Avanzar en estos temas requiere coraje. Muchos de los ejecutivos con los que hablamos están profundamente preocupados por el fracaso de nuestra política y quieren cumplir con las expectativas de sus empleados. Sin embargo, los directores ejecutivos también temen las luchas partidistas y desconfían cada vez más de las represalias políticas, una táctica inquietante que vemos desplegada rutinariamente por gobiernos autocráticos y líderes políticos que nunca hubiéramos imaginado que ocurriría en Estados Unidos. En abril, los legisladores de Georgia amenazaron Delta con nuevos impuestos después de que se manifestara en oposición a un proyecto de ley restrictivo de derechos de voto. Ese mismo mes, el senador Marco Rubio por Florida amenazado para cancelar el contrato de servicio de alimentos de Sodexo cuando sus líderes apoyaron la legislación sobre el derecho al voto. Estos incidentes subrayan la urgencia de que la comunidad empresarial adopte una posición unida.

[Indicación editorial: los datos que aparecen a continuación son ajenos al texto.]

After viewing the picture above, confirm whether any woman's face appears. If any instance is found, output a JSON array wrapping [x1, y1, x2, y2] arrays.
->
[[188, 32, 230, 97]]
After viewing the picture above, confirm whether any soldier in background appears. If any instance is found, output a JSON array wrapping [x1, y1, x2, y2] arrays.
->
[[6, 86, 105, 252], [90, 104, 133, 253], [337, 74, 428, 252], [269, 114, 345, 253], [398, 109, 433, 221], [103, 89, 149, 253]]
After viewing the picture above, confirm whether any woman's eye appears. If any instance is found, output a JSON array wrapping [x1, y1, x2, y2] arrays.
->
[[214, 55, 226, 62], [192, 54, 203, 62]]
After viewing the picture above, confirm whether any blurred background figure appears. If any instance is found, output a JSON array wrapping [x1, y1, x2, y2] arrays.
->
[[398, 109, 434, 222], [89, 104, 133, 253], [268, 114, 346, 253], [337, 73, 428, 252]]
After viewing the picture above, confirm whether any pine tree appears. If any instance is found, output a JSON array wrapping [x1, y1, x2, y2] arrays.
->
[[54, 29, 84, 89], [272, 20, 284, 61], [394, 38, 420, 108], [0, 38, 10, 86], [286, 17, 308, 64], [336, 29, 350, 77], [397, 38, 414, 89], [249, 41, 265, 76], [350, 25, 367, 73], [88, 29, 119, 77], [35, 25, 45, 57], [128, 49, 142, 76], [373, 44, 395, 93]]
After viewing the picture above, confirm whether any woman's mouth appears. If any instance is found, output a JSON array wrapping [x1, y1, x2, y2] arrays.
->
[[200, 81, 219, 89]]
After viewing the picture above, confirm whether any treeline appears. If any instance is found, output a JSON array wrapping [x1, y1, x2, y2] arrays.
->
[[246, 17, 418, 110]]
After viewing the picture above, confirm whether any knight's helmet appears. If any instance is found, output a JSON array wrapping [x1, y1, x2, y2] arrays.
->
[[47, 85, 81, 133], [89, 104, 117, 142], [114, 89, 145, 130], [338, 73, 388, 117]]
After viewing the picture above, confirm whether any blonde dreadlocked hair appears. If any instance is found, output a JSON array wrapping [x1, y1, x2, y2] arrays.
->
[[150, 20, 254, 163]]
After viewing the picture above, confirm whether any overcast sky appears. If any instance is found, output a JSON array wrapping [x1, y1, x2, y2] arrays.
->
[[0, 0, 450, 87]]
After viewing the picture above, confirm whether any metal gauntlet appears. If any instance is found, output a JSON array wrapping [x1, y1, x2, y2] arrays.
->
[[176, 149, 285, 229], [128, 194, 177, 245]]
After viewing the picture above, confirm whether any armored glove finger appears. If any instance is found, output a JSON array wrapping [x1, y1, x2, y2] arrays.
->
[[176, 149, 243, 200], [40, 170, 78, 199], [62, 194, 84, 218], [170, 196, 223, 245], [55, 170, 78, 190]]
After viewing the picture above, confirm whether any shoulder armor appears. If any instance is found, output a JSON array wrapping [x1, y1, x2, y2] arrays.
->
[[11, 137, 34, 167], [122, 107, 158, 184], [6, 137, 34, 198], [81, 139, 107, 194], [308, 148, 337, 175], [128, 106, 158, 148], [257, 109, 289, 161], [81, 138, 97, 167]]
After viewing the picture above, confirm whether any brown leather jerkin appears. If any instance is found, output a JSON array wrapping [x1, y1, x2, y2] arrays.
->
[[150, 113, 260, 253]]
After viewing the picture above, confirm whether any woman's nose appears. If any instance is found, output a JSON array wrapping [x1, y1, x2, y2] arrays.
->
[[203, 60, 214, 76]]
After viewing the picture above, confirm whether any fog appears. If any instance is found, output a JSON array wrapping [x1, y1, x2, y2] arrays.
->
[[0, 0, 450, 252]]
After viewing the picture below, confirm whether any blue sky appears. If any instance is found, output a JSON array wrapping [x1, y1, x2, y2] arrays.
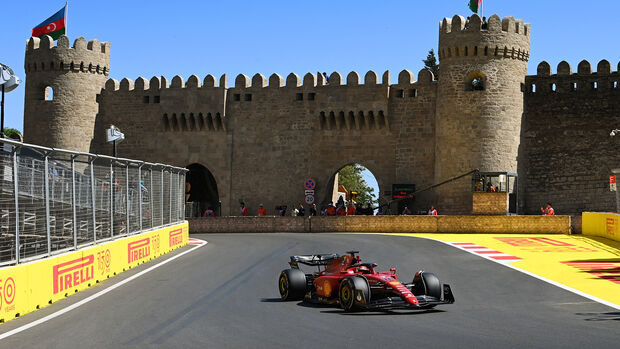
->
[[0, 0, 620, 130]]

El hecho de no llegar a un acuerdo hoy sobre una legislación tan necesaria en la que Estados Unidos ha estado rezagado podría llevar a nuestra nación por un peligroso camino de polarización, crisis ambiental e incluso una crisis de legitimidad constitucional. La audaz innovación de las empresas ha sido durante mucho tiempo una fuente de competitividad estadounidense. Ahora debemos reunir nuestro coraje y aplicar la misma innovación en la participación empresarial en las políticas y la política. Lo que está en juego para Estados Unidos no podría ser más alto.